What It Feels Like to the Touch

The tissue on the front vaginal wall often feels slightly different from the smoother walls around it. When unaroused, it can have a subtly ridged or spongy texture. During arousal, blood flow causes the underlying tissue (the Skene’s glands, urethral sponge, and clitoral bulbs) to swell. That swelling makes the area firmer, slightly raised, and easier to distinguish by feel. This is why the G-spot is much easier to locate when a woman is already aroused. Trying to find it cold, without any warm-up, often leads to a “there’s nothing there” experience.

The Connection to Female Ejaculation

The Skene’s glands sit on either side of the urethra, right in the G-spot zone. During arousal, they swell and secrete fluid that helps with lubrication. In some women, stimulation of this area causes the glands to release a larger volume of milky fluid during orgasm, a phenomenon often called female ejaculation. The fluid contains proteins similar to those found in prostatic fluid in males, which makes sense given the shared embryonic origin. Not everyone experiences this, and its presence or absence is normal either way.

How to Find and Stimulate It

Arousal comes first. The tissue needs time to engorge with blood before it becomes distinctly sensitive, so rushing to locate the spot before any other stimulation is counterproductive. Once aroused, the most commonly described technique is to insert one or two lubricated fingers (palm facing up) and curl them in a “come hither” motion against the front wall. You’re pressing toward the belly button, not deeper into the vaginal canal. The area should feel slightly swollen and textured compared to the smoother tissue around it.
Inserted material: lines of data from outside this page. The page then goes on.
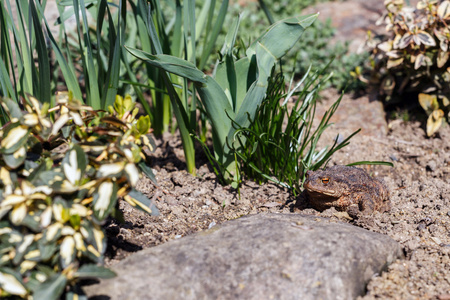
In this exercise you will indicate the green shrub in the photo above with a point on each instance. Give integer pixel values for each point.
(414, 56)
(280, 143)
(59, 181)
(314, 48)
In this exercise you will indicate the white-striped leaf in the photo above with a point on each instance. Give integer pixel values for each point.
(104, 199)
(74, 164)
(67, 251)
(140, 201)
(14, 137)
(444, 10)
(53, 232)
(22, 248)
(11, 283)
(15, 159)
(110, 170)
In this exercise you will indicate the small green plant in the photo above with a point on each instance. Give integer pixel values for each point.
(59, 181)
(280, 144)
(316, 37)
(414, 56)
(239, 84)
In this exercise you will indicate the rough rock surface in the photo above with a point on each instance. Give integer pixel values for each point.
(265, 256)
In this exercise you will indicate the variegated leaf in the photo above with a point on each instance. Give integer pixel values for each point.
(18, 213)
(442, 58)
(423, 37)
(15, 159)
(74, 164)
(52, 288)
(141, 202)
(12, 107)
(14, 137)
(91, 271)
(104, 199)
(30, 120)
(11, 283)
(444, 10)
(67, 251)
(110, 170)
(53, 232)
(428, 102)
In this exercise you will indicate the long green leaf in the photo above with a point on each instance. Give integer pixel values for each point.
(170, 64)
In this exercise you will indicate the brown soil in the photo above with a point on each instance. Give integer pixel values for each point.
(419, 185)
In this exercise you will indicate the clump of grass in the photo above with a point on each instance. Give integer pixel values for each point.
(280, 144)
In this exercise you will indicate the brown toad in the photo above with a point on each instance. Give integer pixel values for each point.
(346, 188)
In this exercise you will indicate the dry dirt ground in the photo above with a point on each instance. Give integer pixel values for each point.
(419, 185)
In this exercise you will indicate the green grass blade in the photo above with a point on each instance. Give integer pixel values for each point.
(41, 86)
(209, 45)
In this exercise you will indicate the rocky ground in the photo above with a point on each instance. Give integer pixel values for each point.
(419, 184)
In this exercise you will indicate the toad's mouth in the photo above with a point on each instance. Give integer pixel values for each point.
(317, 192)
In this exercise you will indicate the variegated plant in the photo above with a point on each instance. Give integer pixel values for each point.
(414, 56)
(59, 181)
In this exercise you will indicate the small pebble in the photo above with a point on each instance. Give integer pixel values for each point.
(211, 225)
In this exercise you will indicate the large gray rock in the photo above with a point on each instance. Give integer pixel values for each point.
(265, 256)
Pressure matters more than speed. Many women find that firm, rhythmic pressure feels more pleasurable than light touching, but this varies widely. Circular motions, steady pulses, and varying the rhythm all produce different sensations worth experimenting with. Some people also respond to external stimulation on the lower abdomen just above the pubic bone, which presses the G-spot area from the outside. Combining internal finger or toy stimulation with external abdominal pressure can intensify the sensation.
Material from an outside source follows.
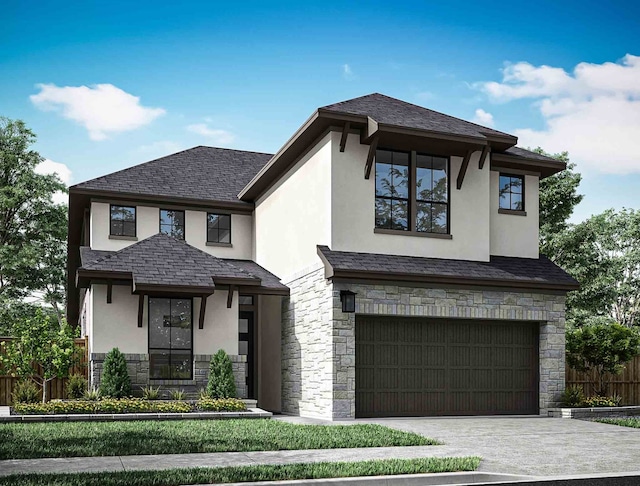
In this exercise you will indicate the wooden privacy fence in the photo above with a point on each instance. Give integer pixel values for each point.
(627, 384)
(56, 387)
There is no single technique that works for everyone. Anatomy varies, arousal levels shift, and preferences are personal. Some women find G-spot stimulation intensely pleasurable, others find it uncomfortable or produces a sensation of needing to urinate (because of the proximity to the urethra), and some feel little difference from stimulation of other areas. All of these responses are normal.
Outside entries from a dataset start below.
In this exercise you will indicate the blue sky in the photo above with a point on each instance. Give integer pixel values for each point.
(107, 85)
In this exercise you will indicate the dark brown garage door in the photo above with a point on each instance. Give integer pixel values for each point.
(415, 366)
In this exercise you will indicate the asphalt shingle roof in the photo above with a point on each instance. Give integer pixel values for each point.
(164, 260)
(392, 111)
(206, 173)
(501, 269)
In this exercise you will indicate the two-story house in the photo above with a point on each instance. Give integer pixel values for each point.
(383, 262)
Why Individual Variation Is So Wide

The size, position, and nerve density of the structures underneath the front vaginal wall differ from person to person. The internal clitoris varies in size. The Skene’s glands range from prominent to nearly absent in some women. Nerve distribution across the vagina, while generally denser on the front wall, isn’t identical in every individual, and studies attempting to map vaginal innervation haven’t produced universally reproducible patterns. This natural variation explains why some women describe the G-spot as a reliable source of orgasm, others enjoy it as part of a broader mix of stimulation, and some don’t find it particularly notable. None of these experiences indicate a problem.